Upcoming enhancements to sector-specific AML and CTF guidance

by DANIEL POPOVSKI - SENIOR POLICY AND ADVOCACY ADVISER GOVERNANCE INSTITUTE OF AUSTRALIA -
AUSTRAC and industry partners prepare for July 1 launch of updated resources and expectations.

Businessmen using laptop to AML Anti Money Laundering Financial Bank Business Technology Concept.

AUSTRACs anti-money laundering and counter terrorism financing reforms are set to reshape how organisations structure oversight, risk management and compliance. For governance professionals, these changes bring expanded responsibilities and a renewed focus on enterprise‑wide accountability. As the regulatory environment becomes more outcomes-driven, boards and senior leaders will need to ensure their governance frameworks are capable of meeting the more rigorous expectations that accompany the updated regime.

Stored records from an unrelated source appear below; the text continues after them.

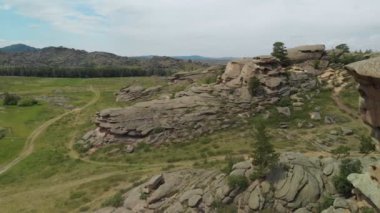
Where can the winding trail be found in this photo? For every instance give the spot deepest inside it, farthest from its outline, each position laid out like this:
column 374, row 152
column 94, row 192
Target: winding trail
column 29, row 143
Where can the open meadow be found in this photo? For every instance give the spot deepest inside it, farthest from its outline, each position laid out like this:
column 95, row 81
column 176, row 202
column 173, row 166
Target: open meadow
column 50, row 176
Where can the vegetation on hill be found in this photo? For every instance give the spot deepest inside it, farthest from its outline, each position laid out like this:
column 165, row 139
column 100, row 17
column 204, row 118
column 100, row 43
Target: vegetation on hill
column 280, row 52
column 64, row 62
column 347, row 167
column 17, row 48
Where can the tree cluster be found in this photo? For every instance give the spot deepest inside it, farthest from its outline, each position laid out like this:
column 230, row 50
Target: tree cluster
column 280, row 52
column 265, row 157
column 83, row 72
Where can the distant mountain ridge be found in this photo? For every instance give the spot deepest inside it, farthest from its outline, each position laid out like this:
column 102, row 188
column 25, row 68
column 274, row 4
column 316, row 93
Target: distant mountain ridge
column 18, row 48
column 20, row 59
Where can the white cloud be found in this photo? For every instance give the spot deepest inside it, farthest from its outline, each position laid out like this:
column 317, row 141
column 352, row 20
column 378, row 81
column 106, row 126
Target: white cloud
column 209, row 27
column 5, row 7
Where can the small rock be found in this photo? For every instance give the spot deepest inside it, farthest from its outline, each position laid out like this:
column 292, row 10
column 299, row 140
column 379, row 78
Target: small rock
column 154, row 182
column 129, row 149
column 316, row 116
column 284, row 110
column 347, row 131
column 341, row 203
column 194, row 200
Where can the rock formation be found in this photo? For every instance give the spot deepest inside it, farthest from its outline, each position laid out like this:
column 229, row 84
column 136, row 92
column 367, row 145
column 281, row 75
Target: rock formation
column 307, row 52
column 298, row 186
column 201, row 108
column 367, row 74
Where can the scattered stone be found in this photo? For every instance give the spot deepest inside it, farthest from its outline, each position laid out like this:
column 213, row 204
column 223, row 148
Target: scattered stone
column 316, row 116
column 284, row 110
column 129, row 149
column 347, row 131
column 155, row 182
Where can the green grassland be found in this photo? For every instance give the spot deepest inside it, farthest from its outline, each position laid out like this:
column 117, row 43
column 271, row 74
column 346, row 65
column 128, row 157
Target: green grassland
column 52, row 179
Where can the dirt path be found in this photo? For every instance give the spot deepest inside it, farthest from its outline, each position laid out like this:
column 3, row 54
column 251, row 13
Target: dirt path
column 29, row 143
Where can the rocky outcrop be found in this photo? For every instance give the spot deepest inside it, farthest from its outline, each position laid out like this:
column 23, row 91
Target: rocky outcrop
column 307, row 52
column 368, row 185
column 297, row 186
column 200, row 109
column 367, row 74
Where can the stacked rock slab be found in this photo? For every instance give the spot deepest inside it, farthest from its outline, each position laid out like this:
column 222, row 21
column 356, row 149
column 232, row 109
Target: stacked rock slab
column 306, row 52
column 298, row 187
column 367, row 74
column 198, row 110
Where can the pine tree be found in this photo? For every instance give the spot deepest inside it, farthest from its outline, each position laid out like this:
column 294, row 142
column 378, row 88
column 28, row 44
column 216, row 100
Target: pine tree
column 366, row 145
column 280, row 52
column 264, row 155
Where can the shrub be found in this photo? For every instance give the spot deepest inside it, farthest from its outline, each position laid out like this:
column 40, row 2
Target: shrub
column 280, row 52
column 341, row 151
column 326, row 202
column 366, row 145
column 254, row 86
column 265, row 157
column 114, row 201
column 220, row 207
column 367, row 210
column 10, row 99
column 27, row 102
column 2, row 132
column 236, row 181
column 317, row 64
column 230, row 162
column 347, row 167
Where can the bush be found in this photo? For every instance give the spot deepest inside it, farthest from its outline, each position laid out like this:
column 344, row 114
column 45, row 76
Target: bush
column 347, row 167
column 114, row 201
column 240, row 182
column 367, row 210
column 10, row 99
column 366, row 145
column 341, row 151
column 230, row 162
column 27, row 102
column 280, row 52
column 220, row 207
column 326, row 202
column 254, row 86
column 2, row 132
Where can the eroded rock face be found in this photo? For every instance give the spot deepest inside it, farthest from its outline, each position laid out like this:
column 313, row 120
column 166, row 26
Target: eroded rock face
column 306, row 52
column 200, row 109
column 296, row 187
column 367, row 74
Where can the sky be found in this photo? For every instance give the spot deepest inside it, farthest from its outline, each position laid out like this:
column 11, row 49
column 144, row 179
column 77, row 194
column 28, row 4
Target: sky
column 215, row 28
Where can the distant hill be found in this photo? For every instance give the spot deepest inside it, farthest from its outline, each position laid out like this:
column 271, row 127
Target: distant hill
column 209, row 60
column 18, row 48
column 66, row 62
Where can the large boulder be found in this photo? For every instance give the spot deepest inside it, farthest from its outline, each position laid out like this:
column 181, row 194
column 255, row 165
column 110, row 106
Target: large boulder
column 306, row 52
column 297, row 186
column 368, row 185
column 367, row 74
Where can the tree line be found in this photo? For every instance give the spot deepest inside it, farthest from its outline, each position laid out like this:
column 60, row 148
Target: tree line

One of the most significant shifts is the move toward enterprise‑level risk ownership. Under the updated framework, organisations must conduct comprehensive assessments of money laundering, terrorism financing and proliferation financing risks, and then implement controls proportionate to the level of exposure. This approach represents a departure from more procedural, checkbox‑style compliance and requires governance teams to make sure these assessments are integrated into broader governance processes and are supported by meaningful oversight. AUSTRAC has emphasised that these reforms require a measurable, risk‑focused way of working rather than reliance on static compliance documents.

The expectations placed on boards and senior management are also increasing. The reforms state that senior governing bodies must oversee AML and CTF compliance and that organisations must appoint a fit and proper AML/CTF compliance officer. For governance professionals, this means ensuring that leaders understand the scope of the reforms, that reporting frameworks are sufficient to support informed oversight and that implementation progress is tracked and regularly communicated at board level. Oversight responsibilities will need to be reflected in governance charters, risk frameworks and assurance processes.

Another important dimension is AUSTRAC’s commitment to ongoing enhancement of sector‑specific guidance. These updates, which AUSTRAC has confirmed will continue to evolve in partnership with industry beginning from July 1, will require governance professionals to remain alert to ongoing changes. This evolution means that policies and governance frameworks can no longer be set and forgotten. Instead, they will need to be dynamic, regularly reviewed and adjusted as new expectations, risk indicators and examples of good practice are released. Governance teams will also need to stay connected with industry bodies to ensure their organisations interpret and implement guidance in line with sector expectations.

The staggered introduction of new obligations presents another layer of complexity. Existing reporting entities will face new requirements from 31 March 2026, while newly regulated Tranche 2 sectors such as lawyers, accountants and real estate professionals will come under the regime from 1 July 2026. These parallel timelines mean governance professionals must oversee staged implementation plans, ensure readiness across different business units and maintain clear documentation of how the organisation is preparing for compliance. AUSTRAC has also indicated that it will release additional resources, including implementation timelines and starter programs, which will need to be reviewed and incorporated into governance considerations.

For governance professionals, the implications of these reforms are both substantial and strategic. The regulatory environment will demand stronger enterprise‑wide risk oversight, enhanced board engagement, and adaptable governance frameworks capable of responding to evolving sector‑specific expectations. Ultimately, these reforms present an opportunity for governance leaders to reinforce the organisation’s commitment to integrity, strengthen its risk posture and contribute to safeguarding Australia’s financial system in an increasingly complex environment.